Preliminary results of the culture study are obtained in 2-3 days, when under the microscope one can see characteristic arachnid microcolonies of A. israelii, A. gerencseriae or P. propionicum. Confirmation of preliminary microscopic or early culture diagnoses by unequivocal identification of a pathogenic actinomycete variety may take 14 days or more. This is necessary to reliably identify differences between the fermenting actinomycetes and morphologically similar contaminants obtained from the mucous membranes of the patient, as well as similar aerobic actinomycetes of the genera Nocardia, Actinomadura and Streptomyces. Detailed bacteriological analysis of concomitant microflora may also be useful for selecting the appropriate antibiotic therapy.
Molecular methods, such as genetic studies or polymerase chain reactions (PCR), are currently only being developed and may in the future be able to allow faster diagnosis of actinomycosis.

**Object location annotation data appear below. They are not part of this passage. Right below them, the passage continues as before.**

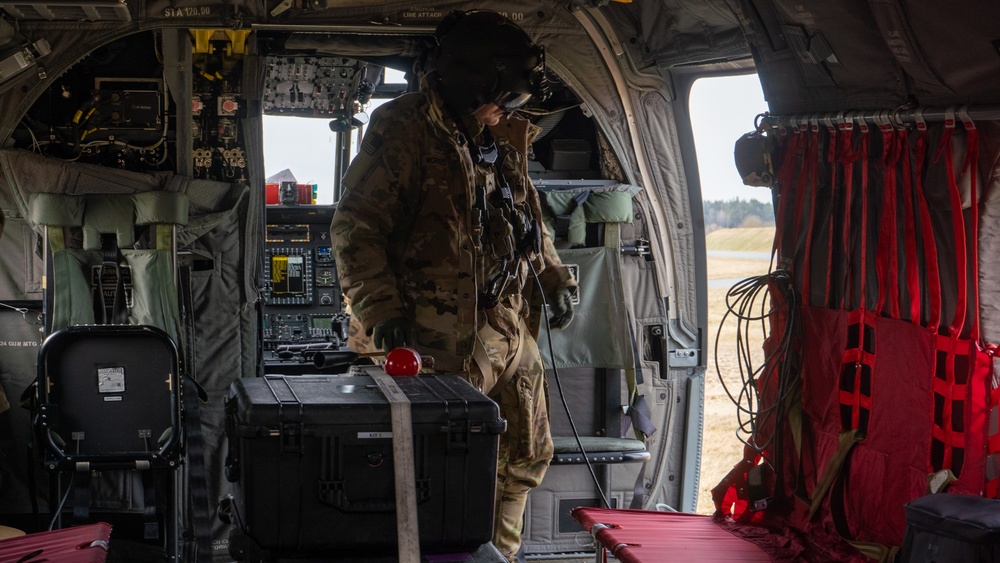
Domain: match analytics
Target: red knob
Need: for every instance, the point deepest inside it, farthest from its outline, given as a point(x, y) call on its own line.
point(403, 361)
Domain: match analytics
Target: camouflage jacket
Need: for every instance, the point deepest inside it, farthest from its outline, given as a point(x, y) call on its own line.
point(403, 230)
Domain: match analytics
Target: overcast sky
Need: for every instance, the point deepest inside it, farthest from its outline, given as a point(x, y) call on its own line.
point(722, 109)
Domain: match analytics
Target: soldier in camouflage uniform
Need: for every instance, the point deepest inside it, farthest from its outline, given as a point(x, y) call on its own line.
point(438, 239)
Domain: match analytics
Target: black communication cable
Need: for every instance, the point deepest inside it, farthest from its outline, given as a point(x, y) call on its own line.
point(748, 302)
point(562, 396)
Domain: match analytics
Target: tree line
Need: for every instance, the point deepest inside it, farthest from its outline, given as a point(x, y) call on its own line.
point(737, 213)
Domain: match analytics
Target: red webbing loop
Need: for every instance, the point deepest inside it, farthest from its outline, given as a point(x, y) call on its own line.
point(947, 386)
point(887, 253)
point(862, 299)
point(846, 156)
point(807, 184)
point(970, 166)
point(832, 158)
point(854, 392)
point(958, 224)
point(927, 233)
point(791, 159)
point(909, 228)
point(993, 441)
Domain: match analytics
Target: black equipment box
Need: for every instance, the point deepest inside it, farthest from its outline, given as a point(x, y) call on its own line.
point(312, 459)
point(109, 398)
point(951, 527)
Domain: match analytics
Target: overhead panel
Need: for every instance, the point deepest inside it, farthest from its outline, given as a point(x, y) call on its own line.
point(94, 10)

Actinomycotic infection does not necessarily stimulate the humoral immune response, which can be detected by existing laboratory methods. However, none of the methods used with a wide variety of antigens used yielded satisfactory results due to sensitivity and specificity problems (Holmberg, Nord and Wadstrm 1975, Holmberg 1981, Persson and Holmberg 1985).
Treatment of Actinomycosis
The best results are obtained by a combination of etiotropic therapy (antibiotics) and immunotherapy (actinolysate). When the neck-maxillofacial form prescribed inside phenoxymethylpenicillin at 2 g / day and with a course of not less than 6 weeks. You can also prescribe tetracycline in large doses (0.75 g 4 times a day for 4 weeks or 3 g per day only in the first 10 days, and then 0.5 g 4 times a day for the next 18 days) . Erythromycin is prescribed 0.3 g 4 times a day for 6 weeks. With abdominal forms and with lung actinomycosis, large doses of benzylpenicillin (10,000,000 U / day or more) are administered intravenously for 1–1.5 months, followed by switching to phenoxy-methylpenicillin at a daily dose of 2–5 g for 2–5 months . With the layering of secondary infection (staphylococcus, anaerobic microflora) prescribed long courses of dicloxacillin or tetracycline antibiotics of the group, with anaerobic infection – metronidazole. For immunotherapy, actinolysate can be administered subcutaneously or intradermally, as well as intramuscularly. Under the skin and intramuscularly injected in 3 ml of actinolysate 2 times a week. In the course – 20-30 injections, the duration of the course is 3 months. With an abscess, empyema, surgical treatment is performed (dissection and drainage). When extensive damage to the lung tissue is sometimes resorted to lobectomy. Of the antibiotics, tetracyclines are the most effective, followed by phenoxymethylpenicillin and erythromycin less effective. Actinomycetes strains resistant to these antibiotics were not found.
Forecast. Without etiotropic treatment, the prognosis is serious. In abdominal actinomycosis, 50% of patients died, and all patients died in the thoracic. The cervico-maxillofacial actinomycosis was relatively easier. All this necessitates the early diagnosis and initiation of therapy before the development of severe anatomical damage. Given the possibility of relapse, convalescents should be under long-term observation (6-12 months).
Prevention of Actinomycosis
Oral hygiene, timely dental treatment, inflammatory changes in the tonsils and oral mucosa. Specific prevention is not developed. Activities in the outbreak do not hold.